On September 12, 2010, the Group of Governors and Heads of Supervision, the oversight body for the Basel Committee on Banking Supervision announced changes to strengthen existing capital and liquidity requirements which are expected to be phased in over a period concluding no later than January 1, 2019.  Based on the current proposals, BOKF would presently exceed the revised capital requirements.


About BOK Financial Corporation

BOK Financial is a regional financial services company that provides commercial and consumer banking, investment and trust services, mortgage origination and servicing, and an electronic funds transfer network.  Holdings include Bank of Albuquerque, N.A., Bank of Arizona, N.A., Bank of Arkansas, N.A., Bank of Oklahoma, N.A., Bank of Texas, N.A., Colorado State Bank & Trust, N.A., Bank of Kansas City, N.A., BOSC, Inc., Cavanal Hill Investment Management, Inc., the TransFund electronic funds network, and Southwest Trust Company, N.A.  Shares of BOK Financial are traded on the NASDAQ under the symbol BOKF. For more information, visit www.bokf.com.

The Company will continue to evaluate critical assumptions and estimates, such as the adequacy of the allowance for credit losses and asset impairment as of September 30, 2010 through the date its financial statements are filed with the Securities and Exchange Commission and will adjust amounts reported if necessary.

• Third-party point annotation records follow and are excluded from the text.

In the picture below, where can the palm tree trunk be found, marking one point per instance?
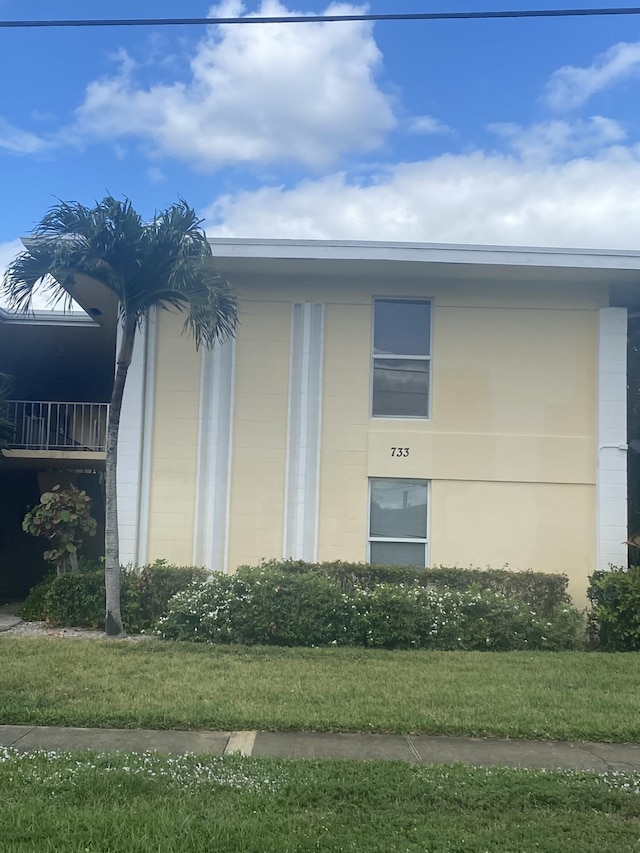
(113, 618)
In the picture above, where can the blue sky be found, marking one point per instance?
(519, 132)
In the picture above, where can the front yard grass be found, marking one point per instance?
(109, 803)
(564, 695)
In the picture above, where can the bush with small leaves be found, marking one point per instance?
(271, 607)
(78, 599)
(614, 619)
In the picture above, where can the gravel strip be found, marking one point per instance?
(41, 629)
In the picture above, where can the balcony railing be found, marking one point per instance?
(59, 426)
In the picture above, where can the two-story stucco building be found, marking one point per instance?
(399, 403)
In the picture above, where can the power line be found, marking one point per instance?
(306, 19)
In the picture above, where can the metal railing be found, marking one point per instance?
(59, 426)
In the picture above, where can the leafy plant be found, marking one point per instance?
(614, 619)
(63, 516)
(78, 600)
(543, 592)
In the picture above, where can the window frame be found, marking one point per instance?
(397, 357)
(409, 539)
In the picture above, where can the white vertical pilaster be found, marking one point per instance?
(303, 438)
(213, 484)
(612, 438)
(134, 447)
(130, 450)
(150, 344)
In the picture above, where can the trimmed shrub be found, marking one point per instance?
(542, 592)
(257, 606)
(272, 607)
(78, 599)
(614, 620)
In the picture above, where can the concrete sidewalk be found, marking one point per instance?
(416, 749)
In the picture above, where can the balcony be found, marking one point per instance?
(65, 431)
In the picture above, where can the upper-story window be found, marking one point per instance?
(401, 358)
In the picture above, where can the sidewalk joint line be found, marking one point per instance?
(412, 748)
(23, 735)
(241, 742)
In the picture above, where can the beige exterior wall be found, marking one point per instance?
(175, 440)
(259, 429)
(510, 449)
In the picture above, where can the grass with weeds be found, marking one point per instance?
(102, 803)
(568, 696)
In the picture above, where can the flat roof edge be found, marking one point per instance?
(240, 247)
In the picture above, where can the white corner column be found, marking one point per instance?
(303, 434)
(135, 445)
(612, 439)
(213, 484)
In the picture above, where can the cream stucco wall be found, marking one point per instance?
(175, 438)
(259, 428)
(510, 449)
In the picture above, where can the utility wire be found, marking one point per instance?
(306, 19)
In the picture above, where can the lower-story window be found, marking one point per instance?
(398, 522)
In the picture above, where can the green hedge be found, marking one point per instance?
(269, 606)
(614, 620)
(542, 592)
(79, 599)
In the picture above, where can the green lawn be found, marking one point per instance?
(104, 804)
(573, 695)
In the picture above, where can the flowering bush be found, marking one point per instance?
(268, 606)
(78, 599)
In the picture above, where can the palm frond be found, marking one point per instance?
(166, 263)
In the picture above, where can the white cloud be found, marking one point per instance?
(17, 141)
(470, 198)
(554, 140)
(427, 124)
(570, 87)
(256, 94)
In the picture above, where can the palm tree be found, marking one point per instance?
(165, 263)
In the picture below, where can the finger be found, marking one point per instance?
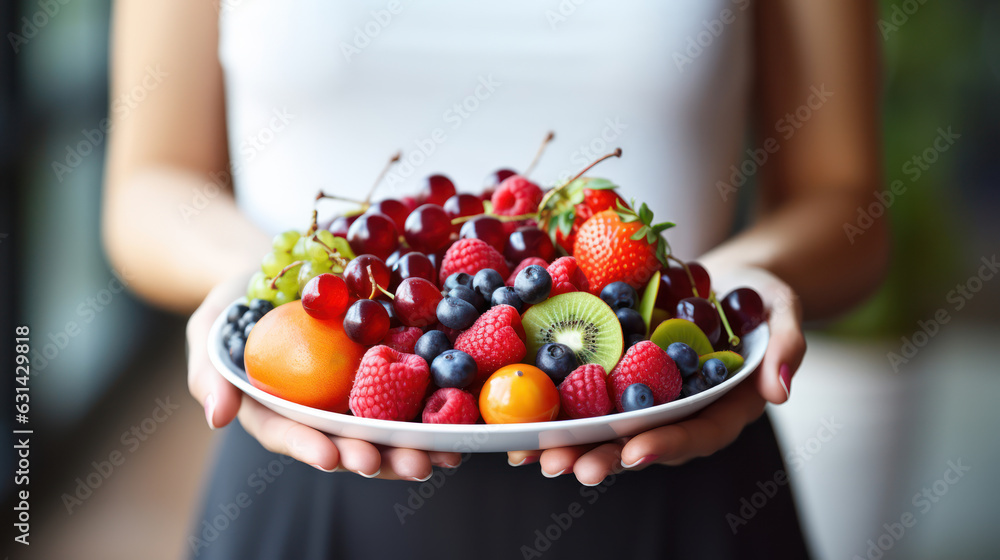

This news release contains forward-looking statements that are based on management’s beliefs, assumptions, current expectations, estimates and projections about BOK Financial, the financial services industry and the economy generally.  Words such as “anticipates,” “believes,” “estimates,” “expects,”  “forecasts,” “plans,” “projects,” variations of such words and similar expressions are intended to identify such forward-looking statements.  Management judgments relating to and discussion of the provision and allowance for credit losses involve judgments as to future events and are inherently forward-looking statements.  Assessments that BOK Financial’s acquisitions and other growth endeavors will be profitable are necessary statements of belief as to the outcome of future events based in part on information provided by others which BOK Financial has not independently verified.  These statements are not guarantees of future performance and involve certain risks, uncertainties, and assumptions which are difficult to predict with regard to timing, extent, likelihood and degree of occurrence.  Therefore, actual results and outcomes may materially differ from what is expected, implied or forecasted in such forward-looking statements.  Internal and external factors that might cause such a difference include, but are not limited to (1) the ability to fully realize expected cost savings from mergers within the expected time frames, (2) the ability of other companies on which BOK Financial relies to provide goods and services in a timely and accurate manner, (3) changes in interest rates and interest rate relationships, (4) demand for products and services, (5) the degree of competition by traditional and nontraditional competitors, (6) changes in banking regulations, tax laws, prices, levies and assessments, (7) the impact of technological advances and (8) trends in consumer behavior as well as their ability to repay loans.  BOK Financial and its affiliates undertake no obligation to update, amend or clarify forward-looking statements, whether as a result of new information, future events, or otherwise.